Note: This article was originally posted in the Connect section on the Educause Web site, at:
However, this address has since become inaccessible, so the post has been reproduced here as an archive with the same date and approximately the same time.
As the abstracts for poster sessions could have a maximum of 50 words, I've been posting here to explain in more detail the background behind my forthcoming poster session about WebLearn, the centrally hosted LMS at Oxford University, based on the Bodington software.
The last bit I need to talk about is 'open courseware.' This can have many conotations, but here it refers simply to course content has been made freely available to the public and does not require guest access or visitor login. Many academics were keen that their materials - especially in teaching - could be indexed by search engines, to help promote their courses. On the other hand some were concerned that Google would sneak into areas they thought were private, so we had to be sure of all exposed URLs and circulate that as a list beforehand.
Before April 2006, as with most VLEs you needed to press a 'log in' button to gain access to anything, which was felt unnecessary for those resources that were meant to be openly viewable. So the barrier was removed. Now if academics want to enable access for Google and friends, the general procedure - which applies to most resources in the LMS - is as follows:
- Log in.
- Go to the resource you wish to make public
- Click on the link 'View Access' at the bottom of the page.
- In the following page go to the pull-down menu 'Allow..' and select 'Public' to 'look at' this page.
- Click on the [Add] button to enact.
This is taken from my bookmarks area in MyWebLearn. At the moment, it's private as only the system admin and myself can see it, but if I were to click the [Add] button, anyone would then be able to see it.

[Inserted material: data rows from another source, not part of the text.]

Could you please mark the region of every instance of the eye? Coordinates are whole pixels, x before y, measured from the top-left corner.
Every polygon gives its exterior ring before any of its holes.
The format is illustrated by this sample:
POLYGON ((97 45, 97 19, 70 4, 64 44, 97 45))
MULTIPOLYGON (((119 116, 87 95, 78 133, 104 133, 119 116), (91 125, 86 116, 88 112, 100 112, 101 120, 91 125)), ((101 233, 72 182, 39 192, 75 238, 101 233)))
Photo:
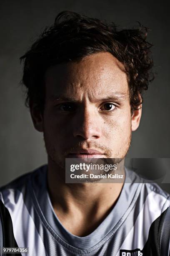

With the fine-grained accesss, you can choose any selection of resources public, so you could have samples from one of more of the following, in any combination: from just one or two handouts or a lecture through a module, course or even a degree. Each time you grant public access, that resource becomes open, so if you make every course resource open you have open courseware. Just allowing access to content is not providing the same educational experience as an Oxford student, but there is actually scope for more than reading since many of the tools allow for visitor interaction - so you can have public surveys, open discussions with prospective students and so on. If privacy is needed, administrators (we call them 'Floor Managers') can create and manage additional user accounts.
For those interested in some stats, before opening up Google had indexed only about 100 pages (most of these URLs coming about via links from other sites). On removing this restriction opening up access, the number of pages grew steadily to over 10,000 pages and the Web access logs show a huge variety of searches landing up on the site. I monitored Google's crawling in some posts on its gradual exploration (with 2nd and 3rd posts - the latter wondering about internal/external searches).